Republic of the Philippines
SUPREME COURT
Manila

EN BANC

G.R. No. L-10033            August 30, 1917

THE CITY OF MANILA, petitioner-appellant,
vs.
THE ROMAN CATHOLIC ARCHBISHOP OF MANILA and THE ADMINISTRATOR FOR THE ESTATE OF MARIA CONCEPCION SARMIENTO, interveners-appellees.

City Attorney Escaler for appellant.
William A. Kincaid and Thomas L. Hartigan for the appellee Roman Catholic Archbishop of Manila.
No appearance for the other appellee.

JOHNSON, J.:

This action was commenced in the Court of First Instance of the city of Manila on the 15th day of February, 1913. Its purpose was to have declared escheated to the city of Manila certain property situated in and around said city; that said property consists of five parcels of land located ion the districts of Malate and Paco of the city of Manila, as shown in a plan, in the office of the Department of Engineering and Public Works of said city of Manila, No. B-10-27. The theory of the plaintiff is that one Ana Sarmiento was the owner of said property and died in the year 1668 without leaving "her or person entitled to the same."

After hearing the evidence, the Honorable A. S. Crossfield, in a carefully prepared opinion, reached the conclusion that the prayer of the plaintiff should be denied without any finding as to costs. From that conclusion the plaintiff appealed to this court and made a number of assignments of error.

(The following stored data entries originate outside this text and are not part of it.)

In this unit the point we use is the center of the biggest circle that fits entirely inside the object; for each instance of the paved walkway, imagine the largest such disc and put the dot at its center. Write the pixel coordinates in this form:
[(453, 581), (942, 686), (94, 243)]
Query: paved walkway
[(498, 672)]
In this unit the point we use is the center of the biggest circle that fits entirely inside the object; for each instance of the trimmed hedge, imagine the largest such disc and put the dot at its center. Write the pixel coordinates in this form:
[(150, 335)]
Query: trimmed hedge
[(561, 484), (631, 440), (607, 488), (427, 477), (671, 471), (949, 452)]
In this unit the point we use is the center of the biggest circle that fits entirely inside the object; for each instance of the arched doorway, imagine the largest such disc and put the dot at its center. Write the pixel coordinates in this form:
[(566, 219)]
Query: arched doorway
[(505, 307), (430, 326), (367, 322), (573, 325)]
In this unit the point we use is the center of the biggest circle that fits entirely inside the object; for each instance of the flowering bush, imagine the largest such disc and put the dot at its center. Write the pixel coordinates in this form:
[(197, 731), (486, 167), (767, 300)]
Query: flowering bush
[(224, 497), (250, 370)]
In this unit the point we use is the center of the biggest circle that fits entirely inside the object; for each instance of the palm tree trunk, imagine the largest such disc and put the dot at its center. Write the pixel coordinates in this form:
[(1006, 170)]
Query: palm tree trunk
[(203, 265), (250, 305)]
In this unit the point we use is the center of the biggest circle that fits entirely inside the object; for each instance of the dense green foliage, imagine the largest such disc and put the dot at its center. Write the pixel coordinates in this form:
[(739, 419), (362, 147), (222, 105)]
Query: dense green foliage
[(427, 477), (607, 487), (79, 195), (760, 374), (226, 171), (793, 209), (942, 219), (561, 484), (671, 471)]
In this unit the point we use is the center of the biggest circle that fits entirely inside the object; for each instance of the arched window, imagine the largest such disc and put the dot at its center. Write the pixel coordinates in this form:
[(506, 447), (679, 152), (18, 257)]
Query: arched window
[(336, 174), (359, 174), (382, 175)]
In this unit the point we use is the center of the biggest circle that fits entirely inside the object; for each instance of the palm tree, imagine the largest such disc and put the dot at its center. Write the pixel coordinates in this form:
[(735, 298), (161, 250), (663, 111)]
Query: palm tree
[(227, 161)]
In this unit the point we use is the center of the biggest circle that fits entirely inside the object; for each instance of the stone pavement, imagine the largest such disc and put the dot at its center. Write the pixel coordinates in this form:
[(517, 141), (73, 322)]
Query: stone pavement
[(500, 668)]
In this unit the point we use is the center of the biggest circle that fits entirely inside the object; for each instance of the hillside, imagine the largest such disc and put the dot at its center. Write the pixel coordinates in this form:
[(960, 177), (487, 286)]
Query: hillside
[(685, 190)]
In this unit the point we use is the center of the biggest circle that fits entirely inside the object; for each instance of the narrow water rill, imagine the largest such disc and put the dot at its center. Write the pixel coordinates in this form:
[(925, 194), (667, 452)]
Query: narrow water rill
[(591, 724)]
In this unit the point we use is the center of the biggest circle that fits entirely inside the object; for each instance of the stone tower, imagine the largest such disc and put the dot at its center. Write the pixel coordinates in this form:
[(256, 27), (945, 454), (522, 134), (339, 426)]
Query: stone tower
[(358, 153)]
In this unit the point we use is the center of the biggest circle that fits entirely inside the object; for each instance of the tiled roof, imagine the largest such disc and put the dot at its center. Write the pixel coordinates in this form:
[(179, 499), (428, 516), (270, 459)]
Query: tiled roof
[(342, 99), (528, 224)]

After an examination of the evidence adduced during the trial of the cause, we find that the following facts were proved by a large preponderance of the evidence: That Ana Sarmiento resided, with her husband, in the city of Manila sometime prior to the 17th day of November, 1668; that on said date she made a will; that on the 23d day of November, 1668, she added a codicil to said will, that on the 19th day of May, 1669, she made another will making a part thereof the said codicil of November 23d, 1668; that said will contained provisions for the establishment of a "Capellania de Misas;" that the first chaplain of said capellania should be her nephew Pedro del Castillo; that said will contained a provision for the administration of said property in relation with the said "Capellania de Misas" succeeding administration should continue perpetually; that said Ana Sarmiento died about the year 1672; that for more than two hundred years the intervener, the Roman Catholic Archbishop of Manila, through his various agencies, has administered said property; that the Roman Catholic Archbishop of Manila has rightfully and legally succeeded in accordance with the terms and provisions of the will of Ana Sarmiento.

Section 750 of Act No. 190 provides when property may be declared escheated. It provides, "when a person dies intestate, seized of real or personal property . . . leaving no heir or person by law entitled to the same," that then and in that case such property under the procedure provided for by sections 751 and 752, may de declared escheated.

The proof shows that Ana Sarmiento did not die intestate. She left a will. The will provides for the administration of said property by her nephew as well as for the subsequent administration of the same. She did not die without an heir nor without persons entitled to administer her estate. It further shows that she did not die without leaving a person by law entitled to inherit her property. In view of the facts, therefore, the property in question cannot be declared escheated as of the property of Ana Sarmiento. If by any chance the property may be declared escheated, it must be based upon the fact that persons subsequent to Ana Sarmiento died intestate without leaving heir or person by law entitled to the same.

The will clearly, definitely and unequivocally defines and designates what disposition shall be made of the property in question. The heir mentioned in said will evidently accepted its terms and permitted the property to be administered in accordance therewith. And, so far as the record shows, it is still being administered in accordance with the terms of said will for the benefit of the real beneficiary as was intended by the original owner.

The record fully and completely shows that the theory of the plaintiff is without foundation either in fact or in law.

The judgment of the lower court is, therefore, hereby affirmed, with costs in this instance. So ordered.

Arellano, C.J., Araullo, Street and Malcolm, JJ., concur.